Master of Science in Aeronautical Engineering


Department of Aeronautics and Astronautics

First Advisor

Paul A. Blue, PhD


Pilot-Involved Oscillations (PIOs) remain a significant issue in the design, testing and operations of aerospace vehicles. Traditional methods for predicting, describing, and analyzing these events have provided the community with improved methods for minimizing the occurrences of PIOs. However, these events continue to occur over a wide range of aerospace vehicle types and over a wide range of pilot acumen. The introduction of boundary avoidance tracking (BAT) by Mr. William Gray in 2004 added a missing piece to the PIO puzzle.

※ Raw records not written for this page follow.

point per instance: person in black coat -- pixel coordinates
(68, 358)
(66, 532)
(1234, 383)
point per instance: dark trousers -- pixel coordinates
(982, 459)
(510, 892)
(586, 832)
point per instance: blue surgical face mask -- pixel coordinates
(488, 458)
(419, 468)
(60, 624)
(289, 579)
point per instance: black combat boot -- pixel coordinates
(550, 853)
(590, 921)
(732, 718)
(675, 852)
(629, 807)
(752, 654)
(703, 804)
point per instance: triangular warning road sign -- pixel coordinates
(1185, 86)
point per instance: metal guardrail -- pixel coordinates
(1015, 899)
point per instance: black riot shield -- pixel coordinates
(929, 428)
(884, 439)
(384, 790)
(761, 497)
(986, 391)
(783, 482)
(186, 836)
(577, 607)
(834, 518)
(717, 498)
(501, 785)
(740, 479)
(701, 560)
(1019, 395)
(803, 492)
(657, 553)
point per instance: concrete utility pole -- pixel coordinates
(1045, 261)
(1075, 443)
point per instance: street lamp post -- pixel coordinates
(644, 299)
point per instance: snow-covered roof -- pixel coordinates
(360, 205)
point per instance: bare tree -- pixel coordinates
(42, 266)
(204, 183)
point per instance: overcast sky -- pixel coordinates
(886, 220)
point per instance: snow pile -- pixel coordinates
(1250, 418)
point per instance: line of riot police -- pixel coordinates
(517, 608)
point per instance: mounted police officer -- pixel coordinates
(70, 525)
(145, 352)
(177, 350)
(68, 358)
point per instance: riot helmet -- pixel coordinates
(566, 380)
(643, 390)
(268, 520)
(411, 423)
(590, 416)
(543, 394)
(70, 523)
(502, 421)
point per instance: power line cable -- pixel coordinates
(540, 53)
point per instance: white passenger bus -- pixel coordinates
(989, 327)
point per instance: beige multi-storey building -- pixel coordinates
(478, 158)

This theory presented that PIOs may result from increasing pilot gain resulting not from maintaining a specified condition, but avoiding imposed limits or boundaries on a specified task. The initial modeling and simulation conducted by Mr. Gray has provided the community with a starting point for applying this theory to the analysis of PIO events. This thesis characterizes BAT in the dynamic flight environment. Through the analysis of repeated BAT events in a T-38C aircraft, initial characteristic parameters for BAT have been identified and developed. The key BAT parameters were found to be independent of pilot and exhibited some dependence on aircraft load factor. Overall, BAT was successfully demonstrated and characterized during this research and the results will provide the community with a better understanding of the role BAT plays in PIO prediction and analysis.